Attacco hacker al sito web di Bellunum
La società che si occupa di rifiuti e parcheggi ha dovuto cambiare dominio in anticipo. Salvi i dati sensibili degli utenti

Hackerato il sito di Bellunum. Attacco informatico di un non meglio identificato pirata al dominio internet della società a responsabilità limitata, che in città si occupa della gestione di rifiuti e alcuni parcheggi. L’intrusione illegale non avrebbe provocato il furto di dati sensibili degli utenti iscritti, ma ha sicuramente accelerato l’apertura del nuovo sito, che è www.bellunumholding.com.
Se qualcuno dovesse ricevere messaggi di posta elettronica, sappia che si tratta di un tentativo di truffa, ma non dovrebbe succedere, se non sono stati trafugati dei dati. Può anche succedere qualcosa di peggio, nell’inesplorato mondo telematico: ci sono hacker, che poi chiedono anche il riscatto per il materiale preso in ostaggio, ma non è questo il caso.

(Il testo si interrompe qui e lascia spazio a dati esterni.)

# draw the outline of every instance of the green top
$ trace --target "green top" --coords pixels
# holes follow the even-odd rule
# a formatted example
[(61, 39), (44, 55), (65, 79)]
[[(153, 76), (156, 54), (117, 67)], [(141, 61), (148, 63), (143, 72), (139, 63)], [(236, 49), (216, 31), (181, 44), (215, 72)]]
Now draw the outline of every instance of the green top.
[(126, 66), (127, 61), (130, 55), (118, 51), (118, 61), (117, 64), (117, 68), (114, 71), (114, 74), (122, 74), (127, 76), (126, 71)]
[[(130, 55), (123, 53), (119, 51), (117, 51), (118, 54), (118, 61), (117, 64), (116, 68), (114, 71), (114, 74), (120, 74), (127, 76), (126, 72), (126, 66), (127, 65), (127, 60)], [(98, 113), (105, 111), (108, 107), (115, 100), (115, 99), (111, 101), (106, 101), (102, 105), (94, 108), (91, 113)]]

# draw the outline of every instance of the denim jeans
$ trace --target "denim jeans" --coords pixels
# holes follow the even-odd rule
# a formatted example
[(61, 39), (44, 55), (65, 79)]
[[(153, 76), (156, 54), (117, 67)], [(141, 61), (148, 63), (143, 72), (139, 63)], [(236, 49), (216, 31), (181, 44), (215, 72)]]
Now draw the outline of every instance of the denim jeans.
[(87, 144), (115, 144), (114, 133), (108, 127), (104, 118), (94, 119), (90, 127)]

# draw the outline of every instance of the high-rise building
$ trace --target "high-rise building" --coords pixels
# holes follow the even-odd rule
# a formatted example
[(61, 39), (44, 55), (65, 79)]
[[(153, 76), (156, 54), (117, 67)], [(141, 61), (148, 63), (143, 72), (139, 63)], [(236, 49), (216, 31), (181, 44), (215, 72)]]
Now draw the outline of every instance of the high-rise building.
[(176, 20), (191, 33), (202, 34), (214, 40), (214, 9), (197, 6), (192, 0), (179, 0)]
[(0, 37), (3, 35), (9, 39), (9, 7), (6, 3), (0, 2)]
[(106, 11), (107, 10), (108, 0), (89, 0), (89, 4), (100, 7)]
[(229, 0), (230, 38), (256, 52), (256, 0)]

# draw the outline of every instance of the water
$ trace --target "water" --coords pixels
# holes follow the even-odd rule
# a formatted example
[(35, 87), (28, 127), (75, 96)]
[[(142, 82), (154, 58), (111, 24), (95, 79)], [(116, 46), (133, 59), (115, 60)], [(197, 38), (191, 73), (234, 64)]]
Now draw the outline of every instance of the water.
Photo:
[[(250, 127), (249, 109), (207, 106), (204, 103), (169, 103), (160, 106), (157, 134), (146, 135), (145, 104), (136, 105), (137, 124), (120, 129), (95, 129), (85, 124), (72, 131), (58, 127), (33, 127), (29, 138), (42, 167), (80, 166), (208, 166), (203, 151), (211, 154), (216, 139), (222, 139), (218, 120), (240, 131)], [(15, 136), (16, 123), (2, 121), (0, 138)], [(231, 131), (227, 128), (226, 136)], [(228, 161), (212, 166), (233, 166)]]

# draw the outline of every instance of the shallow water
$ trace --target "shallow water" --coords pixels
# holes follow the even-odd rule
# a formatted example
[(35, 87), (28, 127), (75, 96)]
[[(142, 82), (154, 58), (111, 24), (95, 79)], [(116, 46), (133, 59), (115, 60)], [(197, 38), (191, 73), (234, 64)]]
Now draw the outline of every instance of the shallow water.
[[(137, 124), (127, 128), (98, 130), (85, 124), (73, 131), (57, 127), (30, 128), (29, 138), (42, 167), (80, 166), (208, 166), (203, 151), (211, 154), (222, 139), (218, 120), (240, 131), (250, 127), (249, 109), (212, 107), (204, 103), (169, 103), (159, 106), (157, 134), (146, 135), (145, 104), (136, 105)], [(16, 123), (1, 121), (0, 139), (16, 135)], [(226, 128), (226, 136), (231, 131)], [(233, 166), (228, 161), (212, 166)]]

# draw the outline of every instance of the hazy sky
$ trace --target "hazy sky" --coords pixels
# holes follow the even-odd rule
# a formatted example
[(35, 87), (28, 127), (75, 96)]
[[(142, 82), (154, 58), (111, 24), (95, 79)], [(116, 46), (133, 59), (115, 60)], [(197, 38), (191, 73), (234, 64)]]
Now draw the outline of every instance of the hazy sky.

Il vecchio sito non si apre più e, a questo punto, rimarrà inattivo, anche perché non è più materialmente nella disponibilità di Bellunum: «Siamo stati vittime di questo attacco e una questione di trasparenza ci ha imposto di renderlo pubblico», ammette l’amministratore delegato Roberto Biz di Bellunum, «quello che possiamo garantire è che non c’è stato alcun furto di dati, di conseguenza i cittadini possono stare tranquilli. Il nostro sistema di sicurezza ha retto e questo è stato decisivo nella protezione di quanto di più prezioso vive nelle nostre pagine».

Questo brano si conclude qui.